FIG. 1 is a flow chart of the construction method of the thrombolytic drug dose model of the present invention.
Detailed Description
In the following description, numerous specific details are set forth in order to provide a more thorough understanding of the present invention. It will be apparent, however, to one skilled in the art, that the present invention may be practiced without one or more of these specific details. In other instances, well-known features have not been described in order to avoid obscuring the invention.
In the following description, for the purposes of explanation, numerous specific details are set forth in order to provide a thorough understanding of the present invention. The following detailed description of the preferred embodiments of the invention, however, the invention is capable of other embodiments in addition to those detailed.
Referring to fig. 1, the present invention provides a method for constructing a thrombolytic dose model, comprising the steps of:
step (1): incorporating an existing medical database, wherein the existing medical database comprises: TIMS-china database containing 1440 stroke patients and SSSS database containing 11 hospitals and 2000 stroke patients, wherein the existing medical databases include scales to assess stroke severity, time/date stamp, time to TPA, final score of treatment effect, mortality, residence time and bleeding risk; the method specifically comprises the following steps: the first one contained the TIMS-china database of 1440 stroke patients (67 major stroke centers involved) and the second one contained the SSSS database of 11 hospitals and 2000 stroke patients.
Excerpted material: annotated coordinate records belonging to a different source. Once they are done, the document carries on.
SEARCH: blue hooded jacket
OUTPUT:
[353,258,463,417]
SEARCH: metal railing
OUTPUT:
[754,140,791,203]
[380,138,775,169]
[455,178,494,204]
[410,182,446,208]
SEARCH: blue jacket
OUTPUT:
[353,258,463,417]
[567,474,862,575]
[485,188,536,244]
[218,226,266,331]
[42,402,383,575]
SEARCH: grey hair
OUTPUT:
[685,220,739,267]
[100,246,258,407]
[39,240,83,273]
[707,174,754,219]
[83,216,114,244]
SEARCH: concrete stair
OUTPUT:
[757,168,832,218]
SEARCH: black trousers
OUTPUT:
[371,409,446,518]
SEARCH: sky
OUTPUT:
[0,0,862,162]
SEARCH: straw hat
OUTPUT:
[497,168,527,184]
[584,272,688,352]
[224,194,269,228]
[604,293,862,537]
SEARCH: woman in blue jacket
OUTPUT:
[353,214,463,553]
The database includes a scale to assess stroke severity, time/date stamp, time to TPA (initial t-PA application), final score of treatment effect, mortality, residence time and bleeding risk. The invention concludes with longitudinal data in one of two things: death or release from hospital (TIMS still under evaluation with 90 days follow-up data). Despite careful tracking and building of these databases, several advanced steps of data cleansing are required in order to perform interactive tree analysis.
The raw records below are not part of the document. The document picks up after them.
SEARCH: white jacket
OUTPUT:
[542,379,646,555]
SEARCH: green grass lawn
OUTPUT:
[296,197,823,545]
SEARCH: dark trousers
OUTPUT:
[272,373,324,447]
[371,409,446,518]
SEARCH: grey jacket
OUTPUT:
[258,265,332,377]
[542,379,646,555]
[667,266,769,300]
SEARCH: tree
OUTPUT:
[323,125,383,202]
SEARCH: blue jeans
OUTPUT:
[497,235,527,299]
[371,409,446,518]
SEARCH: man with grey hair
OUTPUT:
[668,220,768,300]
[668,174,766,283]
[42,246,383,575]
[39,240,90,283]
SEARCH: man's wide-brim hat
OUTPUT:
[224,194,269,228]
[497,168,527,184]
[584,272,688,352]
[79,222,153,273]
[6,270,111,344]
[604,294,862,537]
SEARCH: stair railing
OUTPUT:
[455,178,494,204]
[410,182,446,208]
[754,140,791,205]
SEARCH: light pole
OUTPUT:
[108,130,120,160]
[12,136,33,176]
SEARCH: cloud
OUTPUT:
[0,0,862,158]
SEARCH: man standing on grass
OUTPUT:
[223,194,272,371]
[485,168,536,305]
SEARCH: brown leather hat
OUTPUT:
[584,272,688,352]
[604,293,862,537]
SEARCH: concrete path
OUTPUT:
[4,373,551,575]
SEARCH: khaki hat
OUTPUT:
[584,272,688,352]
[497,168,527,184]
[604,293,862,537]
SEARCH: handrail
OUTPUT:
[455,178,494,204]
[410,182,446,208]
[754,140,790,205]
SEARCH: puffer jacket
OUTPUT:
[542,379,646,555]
Step (2): subgroup analysis is performed on the medical database described above, using subgroup analysis machine learning by recursive partitioning and decision trees, in particular using a subgroup analysis machine learning method by recursive partitioning and decision trees (Su et al, 2009). This is an advanced analytical method, well suited to the model of the invention, with data sets with natural treatment groups (e.g., low and high dose) and detailed longitudinal stroke treatment outcomes until death or hospital release. This approach has been used for several medical studies (e.g., Seibold et al, 2016; Su et al, 2011), but has not been applied to stroke studies. Based on subgroup analysis, combining the characteristics of the stroke disease species and the characteristics of the two databases;
and (3): creating a segmented model based on the subgroup analysis, the present invention creates a segmented model using the data to determine different treatment parameters for each patient subgroup, and a decision tree associated with the predictor of the subgroup;
and (4): three subgroups were determined accordingly based on NIHSS assigned patients, with the effect on bleeding risk of interaction between t-PA dose and subgroup, and specifically based on NIHSS assigned patients, with the guidance of optimizing the effect on bleeding risk of interaction between t-PA dose (high/low) and subgroup, three subgroups were determined accordingly: (1) NIHSS is less than or equal to 4, (2) NIHSS is less than or equal to 5 and less than or equal to 14, and (3) NIHSS is more than or equal to 15. For these three subgroups, the estimated difference between the log odds of high and low dose bleeding was: group 1 is-0.85 (p ═ 0.15), group 2 is 1.95(p ═ 0.02), and group 3 is 0.39(p ═ 0.56). We also performed post-effect adjustment of other factors and reduction of bias (Firth, 1993);
and (5): analysis of the above three subgroups resulted in efficacy between high and low doses, where the number of bleeding cases in some subgroups may be small. Within these three subgroups, the estimated difference in log odds of efficacy (improvement/non-improvement) between the high and low doses after post-effect adjustment for other factors is: group 1 was 0.16(p ═ 0.49), group 2 was-0.16 (p ═ 0.57), and group 3 was-0.08 (p ═ 0.80), indicating that the high and low doses did not differ significantly in efficacy. The results of the present study advocate the use of lower doses of t-PA for treatment of group 2 patients: obviously reduces the bleeding risk and simultaneously achieves the curative effect without bad effect. We provide a tool for clinical thrombolytic dose selection that balances bleeding risk and efficacy.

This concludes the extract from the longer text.